Figueroa has supported the use of the term "Latine", as opposed to "Latinx", as a gender-neutral term for the Latin American community, and voted in favor of a bill to require state agencies to use the term.

Figueroa voted for a bill to expand Connecticut's paid sick leave, as well as a bill requiring lactation consultants be licensed.

She has said she supports a constitutional amendment enabling judges to deny bail based on perceived risk.
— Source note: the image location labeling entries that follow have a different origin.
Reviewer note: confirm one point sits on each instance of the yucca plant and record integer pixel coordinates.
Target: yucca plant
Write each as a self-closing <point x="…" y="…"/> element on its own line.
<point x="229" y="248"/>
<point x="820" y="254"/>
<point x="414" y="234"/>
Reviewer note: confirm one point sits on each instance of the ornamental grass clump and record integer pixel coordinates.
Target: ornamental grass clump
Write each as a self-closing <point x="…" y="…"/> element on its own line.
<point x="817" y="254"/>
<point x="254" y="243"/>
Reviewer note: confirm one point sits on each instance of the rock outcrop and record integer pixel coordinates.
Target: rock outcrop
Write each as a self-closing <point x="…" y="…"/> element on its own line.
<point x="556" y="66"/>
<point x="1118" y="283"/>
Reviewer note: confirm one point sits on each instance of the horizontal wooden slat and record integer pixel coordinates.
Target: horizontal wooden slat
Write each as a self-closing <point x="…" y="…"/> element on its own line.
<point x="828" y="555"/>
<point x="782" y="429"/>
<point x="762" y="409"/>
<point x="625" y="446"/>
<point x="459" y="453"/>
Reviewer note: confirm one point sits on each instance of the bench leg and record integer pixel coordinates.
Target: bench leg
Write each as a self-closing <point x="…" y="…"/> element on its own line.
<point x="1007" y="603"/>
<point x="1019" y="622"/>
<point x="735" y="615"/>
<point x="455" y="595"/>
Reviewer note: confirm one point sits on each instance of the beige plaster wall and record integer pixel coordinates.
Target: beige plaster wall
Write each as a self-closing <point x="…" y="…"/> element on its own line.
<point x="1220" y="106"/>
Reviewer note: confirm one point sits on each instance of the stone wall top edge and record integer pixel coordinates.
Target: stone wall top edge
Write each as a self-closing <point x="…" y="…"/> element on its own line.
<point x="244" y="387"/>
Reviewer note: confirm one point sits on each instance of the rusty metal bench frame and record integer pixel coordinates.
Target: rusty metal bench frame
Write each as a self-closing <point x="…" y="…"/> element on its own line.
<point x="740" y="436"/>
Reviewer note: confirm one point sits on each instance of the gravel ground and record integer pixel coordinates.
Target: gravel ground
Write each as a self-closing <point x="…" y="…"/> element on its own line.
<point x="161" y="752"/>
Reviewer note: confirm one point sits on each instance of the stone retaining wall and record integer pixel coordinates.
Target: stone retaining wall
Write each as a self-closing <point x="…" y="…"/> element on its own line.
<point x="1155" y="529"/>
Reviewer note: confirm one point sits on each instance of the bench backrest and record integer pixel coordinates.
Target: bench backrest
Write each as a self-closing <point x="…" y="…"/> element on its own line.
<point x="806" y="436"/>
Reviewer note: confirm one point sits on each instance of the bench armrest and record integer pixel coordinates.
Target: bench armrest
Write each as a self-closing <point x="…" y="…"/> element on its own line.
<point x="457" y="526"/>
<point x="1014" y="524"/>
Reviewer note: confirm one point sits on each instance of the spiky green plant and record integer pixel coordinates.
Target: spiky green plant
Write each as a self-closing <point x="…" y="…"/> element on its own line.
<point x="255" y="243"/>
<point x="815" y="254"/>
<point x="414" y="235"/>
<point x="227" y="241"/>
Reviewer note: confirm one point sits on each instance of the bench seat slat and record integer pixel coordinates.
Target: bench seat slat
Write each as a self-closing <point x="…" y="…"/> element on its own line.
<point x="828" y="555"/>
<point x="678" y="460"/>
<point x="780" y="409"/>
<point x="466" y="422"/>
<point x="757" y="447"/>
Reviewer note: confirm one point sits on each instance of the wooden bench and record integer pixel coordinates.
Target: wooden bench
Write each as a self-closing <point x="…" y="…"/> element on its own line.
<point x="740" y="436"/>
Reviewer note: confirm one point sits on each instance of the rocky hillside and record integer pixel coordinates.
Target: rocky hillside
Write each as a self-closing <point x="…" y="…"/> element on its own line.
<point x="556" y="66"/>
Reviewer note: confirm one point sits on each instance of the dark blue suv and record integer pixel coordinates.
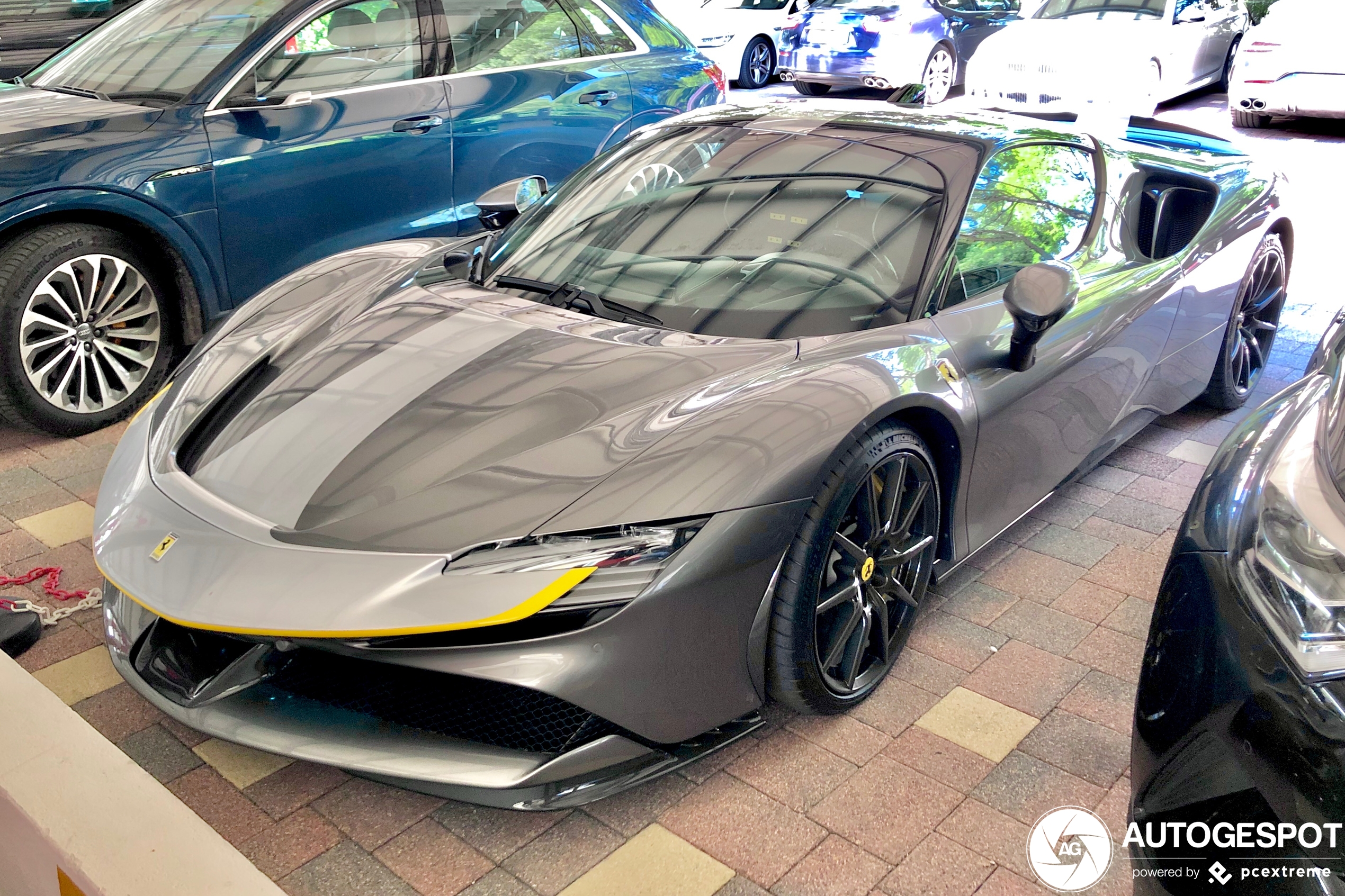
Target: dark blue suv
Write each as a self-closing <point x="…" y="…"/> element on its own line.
<point x="187" y="152"/>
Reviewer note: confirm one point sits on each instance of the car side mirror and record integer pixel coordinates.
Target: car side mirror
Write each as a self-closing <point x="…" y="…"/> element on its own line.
<point x="1037" y="297"/>
<point x="502" y="205"/>
<point x="458" y="264"/>
<point x="910" y="96"/>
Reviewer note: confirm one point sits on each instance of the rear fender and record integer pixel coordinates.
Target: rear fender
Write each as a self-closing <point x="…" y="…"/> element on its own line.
<point x="195" y="242"/>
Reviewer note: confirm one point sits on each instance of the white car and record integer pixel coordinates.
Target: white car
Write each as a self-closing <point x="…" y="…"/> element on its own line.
<point x="738" y="35"/>
<point x="1087" y="56"/>
<point x="1293" y="64"/>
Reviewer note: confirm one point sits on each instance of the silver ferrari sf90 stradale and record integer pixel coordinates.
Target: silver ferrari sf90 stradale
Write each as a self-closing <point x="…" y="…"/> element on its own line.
<point x="534" y="515"/>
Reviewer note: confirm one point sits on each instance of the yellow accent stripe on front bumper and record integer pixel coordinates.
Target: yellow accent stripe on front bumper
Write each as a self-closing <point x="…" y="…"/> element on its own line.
<point x="537" y="602"/>
<point x="146" y="406"/>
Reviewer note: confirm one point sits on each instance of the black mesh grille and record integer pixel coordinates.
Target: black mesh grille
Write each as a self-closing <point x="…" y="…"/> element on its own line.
<point x="487" y="712"/>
=== Antisemitic remarks ===
On July 28, 2024, while in a primary race against Jonathan Jacobson, who is Jewish, Figueroa said "The Hispanic vote is going to determine on August 13th who will win to represent or who will continue to represent you. We cannot permit a person who is of Jewish origin, of Jewish origin, to represent our community". Following this resurfacing of this video on August 13th, the date of the primary vote, the Stamford Democratic City Committee Executive Board asked her to resign. This video surfaced immediately after one of her supporters, fellow Democratic City Committee member Eva Padilla, had referred to Jacobson in a Facebook post as "the Israeli lawyer," leading to condemnation from the Democratic City Committee. Later on August 13th, she released a statement apologizing for the remarks, but added "My message is that we need leaders who represent our districts. There is almost no Latino representation in Hartford, and I am currently the only Latina state representative in southern Connecticut. There is a strong Latino community in the 148th district, and I will ensure their voice is at the table and never leaves it. This has nothing to do with religion, and as a bilingual speaker, I misspoke when describing my opponent's background". Following a tense back-and-forth with Jacobson and his supporters at Stamford High School, Figueroa apologized again. When she asked how to "remedy what I have said", Jacobson told her to step down from her three elected roles, to which Figueroa said "that is not going to happen". After significant pressure from other representatives, Figueroa announced she would resign from the Board of Representatives on August 16. However, ten days later, she rescinded her resignation letter.

== Personal life ==
Figueroa was born in Tonacatepeque and founded the American Red Cross chapter there. She also taught elementary school in the country. Figueroa has lived in Stamford, Connecticut since 1983. She studied at Norwalk Community College to become a therapeutic recreation director and a certified nursing assistant.